As for your question, however, I can steal the slogan of the Staples office supply chain and declare “Yeah, we’ve got that.” I actually did a column on this question back in 1999, which is, even as we speak, snoozing peacefully in my online archives at www.word-detective.com. But 1999 was a long time ago, so it can’t hurt to revisit the topic.
The reason you didn’t notice the answer to your question in our archives is that the phrase is properly spelled “scot-free,” with only one “t.” That correction, of course, raises the next question many folks have about “scot-free,” which is its relation to Scotland (and the Scots who live there). There isn’t one. Really. No connection whatsoever.
The “scot” in “scot-free” is an English word taken from Old Norse, where it meant “tax or assessment.” In the Middle Ages in England, each town levied a general tax on residents which was called the “scot.” If for some reason a citizen was ruled exempt from the tax, he was said to go “scot-free.” This tax-related literal sense of the phrase first appeared in the 13th century. But by the 16th century “scot-free” was being used in its more general modern sense of “exempt from punishment, responsibility or blame” (“She should not, for all the trouble she has cost you, go away scot-free,” 1740).

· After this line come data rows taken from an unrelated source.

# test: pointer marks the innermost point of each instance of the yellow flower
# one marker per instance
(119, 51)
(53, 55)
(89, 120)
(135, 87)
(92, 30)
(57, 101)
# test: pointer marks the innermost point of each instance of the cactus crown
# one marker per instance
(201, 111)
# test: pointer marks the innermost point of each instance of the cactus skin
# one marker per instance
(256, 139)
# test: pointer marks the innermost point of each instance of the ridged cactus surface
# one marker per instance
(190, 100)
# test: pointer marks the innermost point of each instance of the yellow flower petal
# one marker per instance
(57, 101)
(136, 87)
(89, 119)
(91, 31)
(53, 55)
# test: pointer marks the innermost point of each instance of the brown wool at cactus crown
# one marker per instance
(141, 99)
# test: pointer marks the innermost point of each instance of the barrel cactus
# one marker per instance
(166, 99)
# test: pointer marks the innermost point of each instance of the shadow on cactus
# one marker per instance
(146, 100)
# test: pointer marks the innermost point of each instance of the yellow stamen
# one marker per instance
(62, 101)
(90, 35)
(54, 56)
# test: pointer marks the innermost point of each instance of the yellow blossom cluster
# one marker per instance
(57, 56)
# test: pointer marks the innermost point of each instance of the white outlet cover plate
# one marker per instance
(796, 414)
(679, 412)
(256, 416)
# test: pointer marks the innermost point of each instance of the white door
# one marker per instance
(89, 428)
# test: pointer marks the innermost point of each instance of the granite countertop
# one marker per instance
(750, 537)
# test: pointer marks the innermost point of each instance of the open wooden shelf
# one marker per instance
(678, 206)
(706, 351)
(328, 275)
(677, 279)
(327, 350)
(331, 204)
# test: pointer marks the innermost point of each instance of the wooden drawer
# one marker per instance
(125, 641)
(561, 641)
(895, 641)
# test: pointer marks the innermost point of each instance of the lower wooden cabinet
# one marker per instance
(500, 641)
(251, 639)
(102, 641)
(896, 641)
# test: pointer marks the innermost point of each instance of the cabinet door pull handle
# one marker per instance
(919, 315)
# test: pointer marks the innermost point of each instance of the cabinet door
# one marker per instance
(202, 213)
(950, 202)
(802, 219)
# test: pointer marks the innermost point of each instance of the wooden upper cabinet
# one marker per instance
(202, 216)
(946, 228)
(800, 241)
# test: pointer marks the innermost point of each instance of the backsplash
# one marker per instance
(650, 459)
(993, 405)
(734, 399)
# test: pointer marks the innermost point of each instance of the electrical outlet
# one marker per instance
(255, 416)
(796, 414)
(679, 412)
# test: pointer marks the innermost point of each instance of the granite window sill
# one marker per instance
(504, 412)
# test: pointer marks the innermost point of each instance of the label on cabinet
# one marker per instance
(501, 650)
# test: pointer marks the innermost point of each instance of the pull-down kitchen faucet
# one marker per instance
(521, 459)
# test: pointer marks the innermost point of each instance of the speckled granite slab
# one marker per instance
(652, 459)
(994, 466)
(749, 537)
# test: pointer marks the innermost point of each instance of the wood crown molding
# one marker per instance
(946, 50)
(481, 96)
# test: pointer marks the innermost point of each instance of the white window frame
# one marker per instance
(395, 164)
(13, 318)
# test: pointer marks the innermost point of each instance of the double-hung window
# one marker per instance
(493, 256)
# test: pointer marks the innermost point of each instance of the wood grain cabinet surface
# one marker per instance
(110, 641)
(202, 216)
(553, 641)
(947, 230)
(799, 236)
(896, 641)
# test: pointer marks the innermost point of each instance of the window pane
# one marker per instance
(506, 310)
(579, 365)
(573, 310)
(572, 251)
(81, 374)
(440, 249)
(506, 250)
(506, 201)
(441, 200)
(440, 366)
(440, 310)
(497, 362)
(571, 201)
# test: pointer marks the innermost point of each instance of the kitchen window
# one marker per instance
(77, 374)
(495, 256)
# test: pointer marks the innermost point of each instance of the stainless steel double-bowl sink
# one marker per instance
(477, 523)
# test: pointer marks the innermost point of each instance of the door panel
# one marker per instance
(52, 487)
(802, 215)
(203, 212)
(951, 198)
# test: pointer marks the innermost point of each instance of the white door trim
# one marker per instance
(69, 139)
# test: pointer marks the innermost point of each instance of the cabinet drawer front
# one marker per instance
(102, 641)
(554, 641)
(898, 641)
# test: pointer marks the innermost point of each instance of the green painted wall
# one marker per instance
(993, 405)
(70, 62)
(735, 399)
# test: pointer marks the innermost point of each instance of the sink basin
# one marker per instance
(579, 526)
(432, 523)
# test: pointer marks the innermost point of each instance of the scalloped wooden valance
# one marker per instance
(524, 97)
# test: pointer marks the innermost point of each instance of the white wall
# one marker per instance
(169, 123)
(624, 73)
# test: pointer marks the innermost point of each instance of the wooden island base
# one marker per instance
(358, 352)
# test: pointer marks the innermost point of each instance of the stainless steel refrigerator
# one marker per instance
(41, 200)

Speaking of words that sound as if they must have something to do with Scotland but don’t, “scotch,” meaning “to abruptly deflate or disprove” a rumor or theory, is another. This “scotch” comes from the Old French word “escocher,” meaning “to cut.” In this case it meant to “cut out” or destroy a rumor. It is, in fact, the same non-Scottish “scotch” as is found in the name of the children’s game “hopscotch,” referring to the playing lines cut into or drawn on the ground. And while we’re at it, butterscotch candy doesn’t come from you-know-where. It’s called that because it is made from butter and used to be cut (“scotched”) into small pieces.